Allow 2 weeks for this process, or slightly more if it’s in ‘holiday season’. It can happen in parallel to weighting criteria if you’re under time-pressure.

(5) Prioritize
Once you have all the data structured into dashboards this step is far simpler than it has ever been before. Use the ‘Efficient Frontier’ view to identify the best projects, by ranking based on value for money. This gives you the '80:20' split for maximizing portfolio value while saving precious resources. 

Or apply an algorithm to pick the best combination of projects if you have multiple constraints to manage. Speak with us to see the one we have.

Don’t forget you can prioritize start date too. Having a portfolio of projects all start on January 1
st isn’t helpful. Far better to map out a month-by-month plan that optimizes resources and creates a realistic set of commitments to hold people to account. Again we have a magic button to make this happen if you want to build a Roadmap without the pain.

This can all happen in an hour. However, we recommend allowing 2 weeks, so people have time to reflect and feedback, and develop buy-in to the outcome.

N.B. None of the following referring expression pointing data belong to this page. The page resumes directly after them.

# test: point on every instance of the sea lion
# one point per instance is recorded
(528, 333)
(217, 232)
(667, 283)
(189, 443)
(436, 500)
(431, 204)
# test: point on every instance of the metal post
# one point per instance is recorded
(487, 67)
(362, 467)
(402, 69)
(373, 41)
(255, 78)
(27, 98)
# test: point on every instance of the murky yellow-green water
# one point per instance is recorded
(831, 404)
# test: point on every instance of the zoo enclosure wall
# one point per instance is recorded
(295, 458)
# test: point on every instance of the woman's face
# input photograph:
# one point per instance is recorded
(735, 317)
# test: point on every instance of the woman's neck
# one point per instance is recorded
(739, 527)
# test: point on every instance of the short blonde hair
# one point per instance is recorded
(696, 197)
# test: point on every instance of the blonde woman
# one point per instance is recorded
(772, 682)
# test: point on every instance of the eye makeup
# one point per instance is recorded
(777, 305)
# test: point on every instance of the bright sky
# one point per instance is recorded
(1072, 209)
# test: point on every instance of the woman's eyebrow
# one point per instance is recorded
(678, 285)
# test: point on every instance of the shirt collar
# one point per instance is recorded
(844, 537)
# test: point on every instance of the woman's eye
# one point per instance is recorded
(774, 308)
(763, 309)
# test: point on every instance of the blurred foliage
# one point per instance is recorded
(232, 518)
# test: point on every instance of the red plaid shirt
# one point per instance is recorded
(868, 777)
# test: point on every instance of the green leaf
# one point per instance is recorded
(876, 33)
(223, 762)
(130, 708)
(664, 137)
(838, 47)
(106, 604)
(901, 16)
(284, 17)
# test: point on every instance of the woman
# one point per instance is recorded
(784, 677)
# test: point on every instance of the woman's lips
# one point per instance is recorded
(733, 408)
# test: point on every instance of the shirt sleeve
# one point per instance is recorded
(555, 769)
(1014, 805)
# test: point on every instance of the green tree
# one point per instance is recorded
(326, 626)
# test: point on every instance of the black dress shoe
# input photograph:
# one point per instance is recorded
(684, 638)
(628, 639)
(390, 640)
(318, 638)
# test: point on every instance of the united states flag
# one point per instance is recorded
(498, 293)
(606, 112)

Offering the leadership team different scenarios is also often a good idea.

So that’s 8 weeks of focus for a wolf-free plan. And it doesn’t have to be a one-off. Make your annual planning process a continual review cycle, with the ability to change your roadmap as new projects come up, or projects run late. Overlay scenarios to respond to fresh challenges from the market. Adapt capacity in-line with changes in bandwidth. The key point is that you always have an up-to-date, data-led plan that maximizes value with a realistic set of deliverables.

For those of you starting on this journey you will always hear (at least) one colleague challenge you – “couldn’t we just do this in a spreadsheet / meeting room / PPM tool”? We don’t have time to do this right now. Here the reply should be simple. It might be quicker to build a house from straw (or sticks) but how much time will you waste re-building that house again and again as your construction fails to withstand the rigors of a big bad wolf? Surely, it’s far better to deliver quality at pace than to stick with a solution that doesn’t work.

AHP is providing the foundations for an agile way of governing your portfolio that will keep you safe no matter how much your CEO huffs and puffs. We believe it is the bricks and mortar for effective project prioritization, so why waste time on building with anything else?